It seems with ours that the wood is going so fast (it's an old burner) but I wondered if it was packed constantly if it would burn slower (less air inside?) Thanks for opinions...

Nancy in WV

-- Nancy in WV (CelticFrau@aol.com), February 26, 2001

Answers

His fire probably lasts longer because his stove's probably more airtight. If your woodburner's is a real old one (like ours), there's not much you can do about that.

Fire needs three things to burn ~ heat (coals), oxygen (air) and fuel (wood). If you have a good bed of coals built up for the heat and pile on plenty of wood for the fuel, all it needs is air now. In older stoves like mine, it gets plenty of air so will burn relatively quickly and I really can't regulate it much. Newer more efficient wood burners have a way to regulate the air coming in ~ they can be set to "choke" the fire, letting only a small amount of air in, so the fire burns slower. I don't think that less air inside your stove would have that much effect as it's not really how much air is inside the stove at a given time so much as it's how much air can get in as the fire needs it.

The size of your wood does affect how the fire burns. When you burn one large log, there is only so much of the surface area exposed to the coals/fire where it can catch and burn. But if you were to split that same log into a bunch of smaller logs or sticks, that same amount of wood would burn faster due to more surface area being exposed where it can catch and burn faster, creating more heat faster and thus making more wood burn faster, etc., etc. When we want a hot fire fast, we put a bunch of smaller sticks of wood on top of the coals, not really packing it tight, but stacking a lot of them in there. When we go to bed at night and want a slow fire, we pack the stove as tight as we can with large logs. We pack it not so much so the fire will burn slower, but so we don't have to get up at 2am and feed it again!
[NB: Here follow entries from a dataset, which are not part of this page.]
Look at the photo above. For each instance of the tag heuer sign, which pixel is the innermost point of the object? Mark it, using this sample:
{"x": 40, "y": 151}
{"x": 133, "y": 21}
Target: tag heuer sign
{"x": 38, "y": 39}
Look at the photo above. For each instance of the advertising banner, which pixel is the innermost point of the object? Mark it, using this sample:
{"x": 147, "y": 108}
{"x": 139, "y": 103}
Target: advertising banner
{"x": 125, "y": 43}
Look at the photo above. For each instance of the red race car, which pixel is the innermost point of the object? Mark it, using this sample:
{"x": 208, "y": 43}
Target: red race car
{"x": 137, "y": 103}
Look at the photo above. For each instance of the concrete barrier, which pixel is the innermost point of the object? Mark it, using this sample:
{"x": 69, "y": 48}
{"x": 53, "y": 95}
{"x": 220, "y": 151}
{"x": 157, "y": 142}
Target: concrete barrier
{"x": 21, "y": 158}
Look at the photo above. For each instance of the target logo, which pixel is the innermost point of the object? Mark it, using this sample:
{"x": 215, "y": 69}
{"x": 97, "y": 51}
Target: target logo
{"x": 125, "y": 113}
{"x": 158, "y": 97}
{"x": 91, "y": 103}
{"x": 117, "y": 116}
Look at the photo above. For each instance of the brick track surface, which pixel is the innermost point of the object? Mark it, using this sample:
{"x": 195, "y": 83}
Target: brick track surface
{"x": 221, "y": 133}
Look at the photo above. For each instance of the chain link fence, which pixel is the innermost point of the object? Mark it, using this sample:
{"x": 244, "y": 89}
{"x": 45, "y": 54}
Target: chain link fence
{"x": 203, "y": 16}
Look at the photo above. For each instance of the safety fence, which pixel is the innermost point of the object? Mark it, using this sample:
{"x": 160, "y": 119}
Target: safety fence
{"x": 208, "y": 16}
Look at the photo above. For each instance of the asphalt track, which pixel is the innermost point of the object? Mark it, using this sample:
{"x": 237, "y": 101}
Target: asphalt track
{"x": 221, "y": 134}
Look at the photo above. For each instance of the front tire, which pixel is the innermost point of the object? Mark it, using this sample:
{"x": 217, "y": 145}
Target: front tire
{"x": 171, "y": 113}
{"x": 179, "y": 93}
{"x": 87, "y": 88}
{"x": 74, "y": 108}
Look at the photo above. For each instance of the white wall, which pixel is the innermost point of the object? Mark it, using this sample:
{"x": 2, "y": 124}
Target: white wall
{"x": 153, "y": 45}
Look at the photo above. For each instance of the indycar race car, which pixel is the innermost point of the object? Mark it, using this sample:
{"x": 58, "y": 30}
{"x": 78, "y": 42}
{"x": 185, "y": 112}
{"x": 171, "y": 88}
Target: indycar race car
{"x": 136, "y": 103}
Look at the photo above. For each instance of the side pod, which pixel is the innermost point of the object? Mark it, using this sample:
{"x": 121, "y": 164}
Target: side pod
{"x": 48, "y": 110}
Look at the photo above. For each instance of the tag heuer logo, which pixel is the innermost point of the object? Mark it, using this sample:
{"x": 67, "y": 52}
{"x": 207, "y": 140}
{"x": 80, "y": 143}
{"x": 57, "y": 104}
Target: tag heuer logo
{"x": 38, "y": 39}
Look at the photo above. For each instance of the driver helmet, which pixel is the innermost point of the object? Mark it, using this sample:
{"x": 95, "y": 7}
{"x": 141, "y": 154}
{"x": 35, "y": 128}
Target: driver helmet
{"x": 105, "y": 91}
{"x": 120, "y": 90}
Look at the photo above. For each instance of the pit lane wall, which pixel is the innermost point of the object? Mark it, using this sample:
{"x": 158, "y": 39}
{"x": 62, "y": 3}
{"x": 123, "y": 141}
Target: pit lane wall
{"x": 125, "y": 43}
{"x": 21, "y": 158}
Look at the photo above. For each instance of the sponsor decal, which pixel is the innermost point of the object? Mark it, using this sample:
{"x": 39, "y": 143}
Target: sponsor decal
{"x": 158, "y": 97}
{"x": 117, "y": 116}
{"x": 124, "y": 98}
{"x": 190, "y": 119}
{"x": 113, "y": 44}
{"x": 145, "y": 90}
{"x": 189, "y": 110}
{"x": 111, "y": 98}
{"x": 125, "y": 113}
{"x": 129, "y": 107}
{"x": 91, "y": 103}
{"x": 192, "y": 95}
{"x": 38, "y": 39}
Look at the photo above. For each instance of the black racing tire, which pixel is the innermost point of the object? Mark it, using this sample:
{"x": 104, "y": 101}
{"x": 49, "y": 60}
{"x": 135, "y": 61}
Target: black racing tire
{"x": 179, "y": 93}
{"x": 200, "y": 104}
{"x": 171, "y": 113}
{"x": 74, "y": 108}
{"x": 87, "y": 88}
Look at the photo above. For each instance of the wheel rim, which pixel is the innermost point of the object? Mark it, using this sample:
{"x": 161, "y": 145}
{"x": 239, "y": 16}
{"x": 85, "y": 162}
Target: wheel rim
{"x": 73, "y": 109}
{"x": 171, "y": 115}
-- Wingnut (wingnut@moment.net), February 26, 2001.


if your getting enough heat out of it,, you can close the damper part way to slow it down,,, At night I put a piece of green wood on,, and close the damper to make it last till morning.

-- Stan (sopal@net-port.com), February 26, 2001.

You have to look at it this way an out door stove is alot bigger than an indoor stove.It doesn't matter how much you put in yours(It's what kind of wood are you using).of coures the more you put in yours the less air you have and yours will burn slower also!